Normative data
What Normative Data Can and Can't Do When You Don't Have a Baseline
When no individual baseline exists, clinicians fall back on population data. Here's when that works — and when it doesn't.
If no individual baseline exists — because the athlete never took one, or the data was lost, or they changed schools — clinicians fall back on population normative data for post-injury comparison. Understanding the strengths and limitations of normative data is important for both clinicians and families.
What normative data is
Normative data consists of average scores (with standard deviations) derived from large populations of healthy, non-concussed individuals, stratified by age and sex, and sometimes by sport or education level. ImPACT maintains a normative database derived from millions of administrations. The CARE Consortium study, published in the American Journal of Sports Medicine (Pandey et al., 2024), found that for the majority of collegiate athletes, normative data performed comparably to individual baselines for concussion detection — a finding that has significant implications for the field.
When normative data works well
For a typical, healthy athlete without complicating factors, normative data provides a reasonable comparison point. If a 16-year-old female soccer player with no medical history sustains a concussion and her post-injury ImPACT scores fall well below the normative range for her age and sex, the clinical conclusion is straightforward regardless of whether she had a personal baseline.
When normative data fails
For athletes whose “normal” falls outside population norms — those with ADHD, learning disabilities, autism spectrum disorder, prior concussions, mood disorders, or migraine history — normative data can be misleading in both directions. Research by Covassin et al. (2017) in the Journal of Athletic Training documented that these preexisting factors significantly influence baseline scores. An athlete with ADHD whose healthy verbal memory score is at the 25th percentile (normal for them, but below average for the population) might be compared to a normative mean at the 50th percentile — masking a genuine post-injury decline.

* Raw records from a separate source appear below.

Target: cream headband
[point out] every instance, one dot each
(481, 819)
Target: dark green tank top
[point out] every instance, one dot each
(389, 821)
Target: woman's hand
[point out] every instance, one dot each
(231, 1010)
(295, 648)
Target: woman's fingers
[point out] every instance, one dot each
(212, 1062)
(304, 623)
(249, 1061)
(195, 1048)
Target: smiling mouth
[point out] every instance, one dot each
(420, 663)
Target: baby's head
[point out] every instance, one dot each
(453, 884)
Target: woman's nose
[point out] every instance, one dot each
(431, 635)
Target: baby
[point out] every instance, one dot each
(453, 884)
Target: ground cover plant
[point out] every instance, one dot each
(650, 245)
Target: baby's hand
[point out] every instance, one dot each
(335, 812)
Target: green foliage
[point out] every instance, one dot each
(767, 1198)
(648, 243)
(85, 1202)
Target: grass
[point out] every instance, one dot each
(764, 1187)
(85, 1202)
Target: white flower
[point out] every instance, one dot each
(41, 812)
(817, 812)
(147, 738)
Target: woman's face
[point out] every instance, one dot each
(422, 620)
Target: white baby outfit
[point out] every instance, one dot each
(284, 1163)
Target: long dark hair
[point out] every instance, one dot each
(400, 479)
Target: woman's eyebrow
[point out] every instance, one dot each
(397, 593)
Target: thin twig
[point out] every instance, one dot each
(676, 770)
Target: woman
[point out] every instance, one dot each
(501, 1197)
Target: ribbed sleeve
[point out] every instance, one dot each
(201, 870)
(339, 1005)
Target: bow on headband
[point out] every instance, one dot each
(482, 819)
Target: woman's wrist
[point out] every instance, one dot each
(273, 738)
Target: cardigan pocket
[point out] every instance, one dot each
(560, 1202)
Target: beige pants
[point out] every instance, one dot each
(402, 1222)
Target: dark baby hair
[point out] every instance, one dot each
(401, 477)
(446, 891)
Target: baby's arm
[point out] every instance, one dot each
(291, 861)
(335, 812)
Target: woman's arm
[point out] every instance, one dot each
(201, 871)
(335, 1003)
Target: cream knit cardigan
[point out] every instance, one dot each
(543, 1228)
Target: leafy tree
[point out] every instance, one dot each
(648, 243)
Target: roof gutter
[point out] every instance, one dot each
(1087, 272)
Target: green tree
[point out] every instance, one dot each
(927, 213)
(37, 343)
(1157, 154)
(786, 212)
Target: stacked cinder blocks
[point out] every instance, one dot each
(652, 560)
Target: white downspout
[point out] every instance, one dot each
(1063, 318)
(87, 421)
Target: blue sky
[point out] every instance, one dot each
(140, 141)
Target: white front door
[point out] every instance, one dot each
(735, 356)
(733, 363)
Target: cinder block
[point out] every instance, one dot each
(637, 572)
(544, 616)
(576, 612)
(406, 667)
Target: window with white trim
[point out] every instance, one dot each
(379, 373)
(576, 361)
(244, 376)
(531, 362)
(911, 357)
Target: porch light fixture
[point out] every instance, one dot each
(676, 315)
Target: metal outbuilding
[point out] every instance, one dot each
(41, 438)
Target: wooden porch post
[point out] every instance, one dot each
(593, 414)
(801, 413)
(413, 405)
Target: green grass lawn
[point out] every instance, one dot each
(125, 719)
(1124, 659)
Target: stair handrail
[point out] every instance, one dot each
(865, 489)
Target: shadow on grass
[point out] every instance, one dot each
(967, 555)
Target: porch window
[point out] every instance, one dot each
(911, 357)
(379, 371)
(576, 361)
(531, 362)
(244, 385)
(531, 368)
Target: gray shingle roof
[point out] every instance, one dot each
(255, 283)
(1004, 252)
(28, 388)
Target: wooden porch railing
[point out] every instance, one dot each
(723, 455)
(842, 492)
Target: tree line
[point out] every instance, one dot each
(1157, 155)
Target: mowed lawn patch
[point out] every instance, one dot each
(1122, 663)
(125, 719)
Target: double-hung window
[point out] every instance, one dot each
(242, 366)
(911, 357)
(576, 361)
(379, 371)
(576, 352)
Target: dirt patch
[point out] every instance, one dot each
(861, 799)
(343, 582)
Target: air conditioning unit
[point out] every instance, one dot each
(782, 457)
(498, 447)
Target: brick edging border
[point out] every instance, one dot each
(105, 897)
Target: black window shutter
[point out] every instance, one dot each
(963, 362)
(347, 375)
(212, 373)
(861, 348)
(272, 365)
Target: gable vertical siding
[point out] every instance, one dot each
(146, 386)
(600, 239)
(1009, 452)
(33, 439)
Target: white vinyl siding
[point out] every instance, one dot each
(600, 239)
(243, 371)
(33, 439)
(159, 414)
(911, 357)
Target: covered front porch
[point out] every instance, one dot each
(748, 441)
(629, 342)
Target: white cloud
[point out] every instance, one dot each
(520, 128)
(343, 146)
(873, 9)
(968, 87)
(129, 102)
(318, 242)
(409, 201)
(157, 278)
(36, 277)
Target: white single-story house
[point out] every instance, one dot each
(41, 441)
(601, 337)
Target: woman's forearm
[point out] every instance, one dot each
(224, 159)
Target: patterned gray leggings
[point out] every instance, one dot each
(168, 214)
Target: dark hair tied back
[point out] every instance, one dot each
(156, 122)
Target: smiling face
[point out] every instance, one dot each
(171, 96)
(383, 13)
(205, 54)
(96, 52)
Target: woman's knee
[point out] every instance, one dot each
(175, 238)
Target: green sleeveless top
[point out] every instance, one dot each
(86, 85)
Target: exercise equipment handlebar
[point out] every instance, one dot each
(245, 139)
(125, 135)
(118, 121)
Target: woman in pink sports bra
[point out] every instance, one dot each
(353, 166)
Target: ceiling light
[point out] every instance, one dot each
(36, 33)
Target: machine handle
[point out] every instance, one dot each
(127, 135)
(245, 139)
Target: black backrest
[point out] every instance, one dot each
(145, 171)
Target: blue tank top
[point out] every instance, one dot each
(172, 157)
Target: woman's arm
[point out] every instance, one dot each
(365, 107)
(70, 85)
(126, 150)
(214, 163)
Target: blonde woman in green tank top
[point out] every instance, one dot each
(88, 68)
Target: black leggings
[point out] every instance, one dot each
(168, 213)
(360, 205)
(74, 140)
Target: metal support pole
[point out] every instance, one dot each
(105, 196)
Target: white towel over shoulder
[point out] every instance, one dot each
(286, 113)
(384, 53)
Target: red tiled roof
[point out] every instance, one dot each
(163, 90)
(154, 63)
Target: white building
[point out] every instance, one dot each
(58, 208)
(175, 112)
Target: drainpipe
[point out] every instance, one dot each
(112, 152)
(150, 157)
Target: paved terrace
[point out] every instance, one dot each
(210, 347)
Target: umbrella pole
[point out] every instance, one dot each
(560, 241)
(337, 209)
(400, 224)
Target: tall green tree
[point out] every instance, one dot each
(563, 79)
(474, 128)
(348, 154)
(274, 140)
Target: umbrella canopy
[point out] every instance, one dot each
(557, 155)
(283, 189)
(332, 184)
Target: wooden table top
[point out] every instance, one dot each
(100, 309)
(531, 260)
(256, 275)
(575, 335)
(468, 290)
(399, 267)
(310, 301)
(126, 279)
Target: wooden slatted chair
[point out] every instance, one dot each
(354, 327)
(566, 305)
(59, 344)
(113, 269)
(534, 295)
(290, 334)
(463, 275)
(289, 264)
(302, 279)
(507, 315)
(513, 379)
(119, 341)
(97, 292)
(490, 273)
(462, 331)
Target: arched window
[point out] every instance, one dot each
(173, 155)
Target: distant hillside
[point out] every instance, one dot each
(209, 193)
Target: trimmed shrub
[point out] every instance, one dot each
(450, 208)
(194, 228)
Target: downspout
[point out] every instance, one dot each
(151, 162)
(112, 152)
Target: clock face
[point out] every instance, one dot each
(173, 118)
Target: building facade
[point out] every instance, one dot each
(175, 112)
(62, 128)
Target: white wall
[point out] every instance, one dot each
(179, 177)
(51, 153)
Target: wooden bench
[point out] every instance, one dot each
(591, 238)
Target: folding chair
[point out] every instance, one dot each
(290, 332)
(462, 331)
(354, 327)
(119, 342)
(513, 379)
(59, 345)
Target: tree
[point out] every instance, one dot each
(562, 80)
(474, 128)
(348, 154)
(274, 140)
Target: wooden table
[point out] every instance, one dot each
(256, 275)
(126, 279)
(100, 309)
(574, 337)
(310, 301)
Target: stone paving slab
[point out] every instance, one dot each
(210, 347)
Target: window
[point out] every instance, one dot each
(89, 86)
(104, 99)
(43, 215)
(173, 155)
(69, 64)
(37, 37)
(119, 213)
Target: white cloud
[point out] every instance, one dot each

The practical recommendation
If your athlete has any complicating medical or neurodevelopmental factors, an individual baseline is strongly recommended. If they’re a healthy athlete with no complicating history and a baseline isn’t available, normative data provides a reasonable (though imperfect) alternative. But getting a baseline for next season is still worthwhile.
At Headquarters, we prioritize individual baselines for all athletes but especially for those with complicating factors where normative comparison is least reliable.